Additionally, Croland suggested putting more focus on having micro debriefings at the bedside, to help nurses deal with the frequent whiplash of handling one tough patient situation and then moving on to the next.

“We don’t often times give ourselves as the clinicians the opportunity to process what happened, [or] the opportunity to talk things through,” Croland said. “[It’s important] if you’re a newer nurse, [to take] the time to get the assurances that you did a good job and that you did what you were supposed to, to have that support.”

Giordano-Mulligan agreed, citing her focus on creating healthy work environments and authentic leadership in her career. CNOs need to build relationships with their staff so that when something is going on, the nurse is comfortable confiding in the CNO, and they know they have a safe place to go.

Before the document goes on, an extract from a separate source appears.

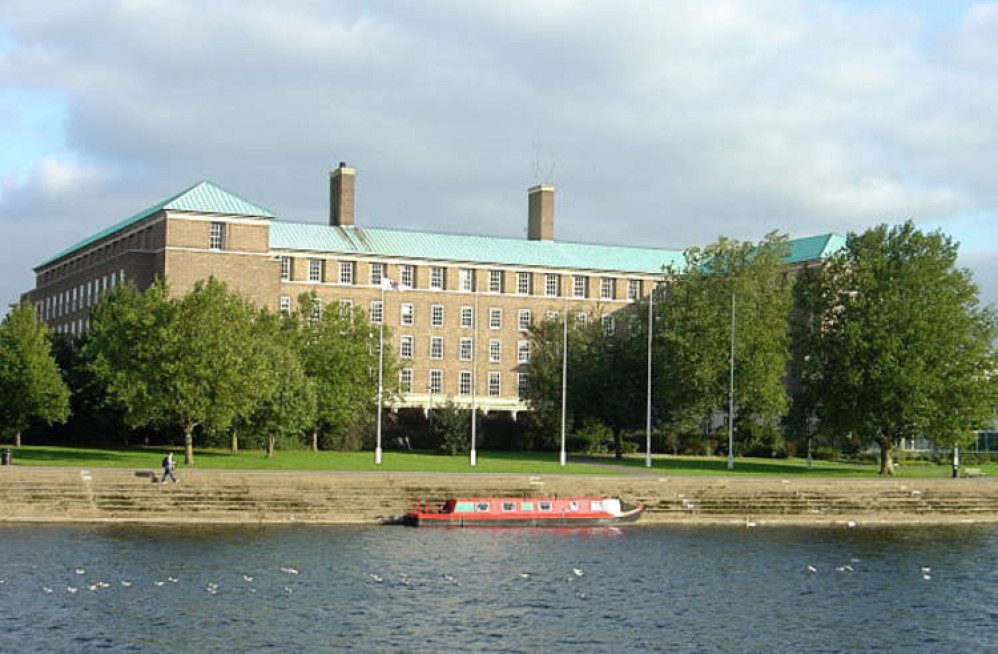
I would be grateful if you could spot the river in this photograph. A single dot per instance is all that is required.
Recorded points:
(687, 589)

“Getting to know your staff and [having that] relationship building is extremely important,” Giordano-Mulligan said, “and to know when a team member is not who they normally are.”

At Huntington Hospital Northwell Health, Giordano-Mulligan said the hospital has a process called Team Lavendar to help nurses deal with patient losses.

“There’s a team that comes in and helps support the staff and [the other] people involved in that loss,” Giordano-Mulligan said, “to give them the time to decompress, [or] to go off to the tranquility space, and to have the time to come back…[and] go on the next assignment.”

The program also allows nurses to be relieved, so that they can come back to their next shift with the right frame of mind.

“Part of being able to care for others is to care for self,” Giordano-Mulligan said, “because if you’re not in that space to be in a good frame of health or mind, you can’t begin to care for others appropriately.” 

G Hatfield is the nursing editor for HealthLeaders.


CNOs need to build relationships with their staff so they can see when nurses are feeling burnt out.

Nurses must be made aware of all the assistance programs available to them, and leaders should make sure that staff are utilizing those resources.

It’s important to give nurses time to process and decompress after patient losses, so that they can return to work in a better state of mind.